"I want a Pacemaker cluster to manage virtual machine resources, but I also want Pacemaker to be able to manage the resources that live within those virtual machines."
Without pacemaker_remote, the possibilities for implementing the above use case have significant limitations:
The cluster stack could be run on the physical hosts only, which loses the ability to monitor resources within the guests.
A separate cluster could be on the virtual guests, which quickly hits scalability issues.
The cluster stack could be run on the guests using the same cluster as the physical hosts, which also hits scalability issues and complicates fencing.
With pacemaker_remote:
The physical hosts are cluster nodes (running the full cluster stack).
The virtual machines are guest nodes (running the pacemaker_remote service). Nearly zero configuration is required on the virtual machine.
The cluster stack on the cluster nodes launches the virtual machines and immediately connects to the pacemaker_remote service on them, allowing the virtual machines to integrate into the cluster.
The key difference here between the guest nodes and the cluster nodes is that the guest nodes do not run the cluster stack. This means they will never become the DC, initiate fencing actions or participate in quorum voting.
On the other hand, this also means that they are not bound to the scalability limits associated with the cluster stack (no 16-node corosync member limits to deal with). That isn’t to say that guest nodes can scale indefinitely, but it is known that guest nodes scale horizontally much further than cluster nodes.
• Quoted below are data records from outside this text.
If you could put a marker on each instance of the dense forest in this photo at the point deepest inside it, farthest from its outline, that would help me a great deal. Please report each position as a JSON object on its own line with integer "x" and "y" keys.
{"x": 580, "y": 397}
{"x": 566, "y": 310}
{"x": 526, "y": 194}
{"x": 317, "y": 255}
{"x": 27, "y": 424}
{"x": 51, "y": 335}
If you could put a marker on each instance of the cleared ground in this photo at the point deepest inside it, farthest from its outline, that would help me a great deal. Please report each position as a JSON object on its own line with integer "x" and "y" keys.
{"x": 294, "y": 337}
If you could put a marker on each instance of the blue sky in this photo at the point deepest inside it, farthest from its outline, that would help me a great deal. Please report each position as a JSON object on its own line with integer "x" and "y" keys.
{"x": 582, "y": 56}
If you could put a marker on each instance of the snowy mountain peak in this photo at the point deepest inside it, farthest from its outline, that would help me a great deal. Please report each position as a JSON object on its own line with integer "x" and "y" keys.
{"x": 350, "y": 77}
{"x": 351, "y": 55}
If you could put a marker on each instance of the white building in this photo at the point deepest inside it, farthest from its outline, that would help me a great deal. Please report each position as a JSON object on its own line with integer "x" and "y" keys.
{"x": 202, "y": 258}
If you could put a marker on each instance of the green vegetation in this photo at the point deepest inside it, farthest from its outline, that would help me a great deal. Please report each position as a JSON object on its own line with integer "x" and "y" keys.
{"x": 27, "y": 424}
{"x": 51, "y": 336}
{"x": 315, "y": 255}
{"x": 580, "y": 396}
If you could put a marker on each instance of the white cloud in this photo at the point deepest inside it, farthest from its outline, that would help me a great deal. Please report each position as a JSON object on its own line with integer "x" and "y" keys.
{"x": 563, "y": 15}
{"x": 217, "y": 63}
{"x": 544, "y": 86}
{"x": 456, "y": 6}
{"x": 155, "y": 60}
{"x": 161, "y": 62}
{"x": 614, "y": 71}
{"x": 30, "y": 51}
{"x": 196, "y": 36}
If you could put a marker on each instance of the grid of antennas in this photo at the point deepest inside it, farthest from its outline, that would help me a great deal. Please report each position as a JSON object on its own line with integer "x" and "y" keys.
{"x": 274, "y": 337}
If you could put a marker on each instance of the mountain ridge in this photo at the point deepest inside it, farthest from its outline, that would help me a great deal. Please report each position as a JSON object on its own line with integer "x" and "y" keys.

Other than the quorum limitation, these guest nodes behave just like cluster nodes with respect to resource management. The cluster is fully capable of managing and monitoring resources on each guest node. You can build constraints against guest nodes, put them in standby, or do whatever else you’d expect to be able to do with cluster nodes. They even show up in crm_mon
output as nodes.
To solidify the concept, below is an example that is very similar to an actual deployment we test in our developer environment to verify guest node scalability:
16 cluster nodes running the full corosync + pacemaker stack
64 Pacemaker-managed virtual machine resources running pacemaker_remote configured as guest nodes
64 Pacemaker-managed webserver and database resources configured to run on the 64 guest nodes
With this deployment, you would have 64 webservers and databases running on 64 virtual machines on 16 hardware nodes, all of which are managed and monitored by the same Pacemaker deployment. It is known that pacemaker_remote can scale to these lengths and possibly much further depending on the specific scenario.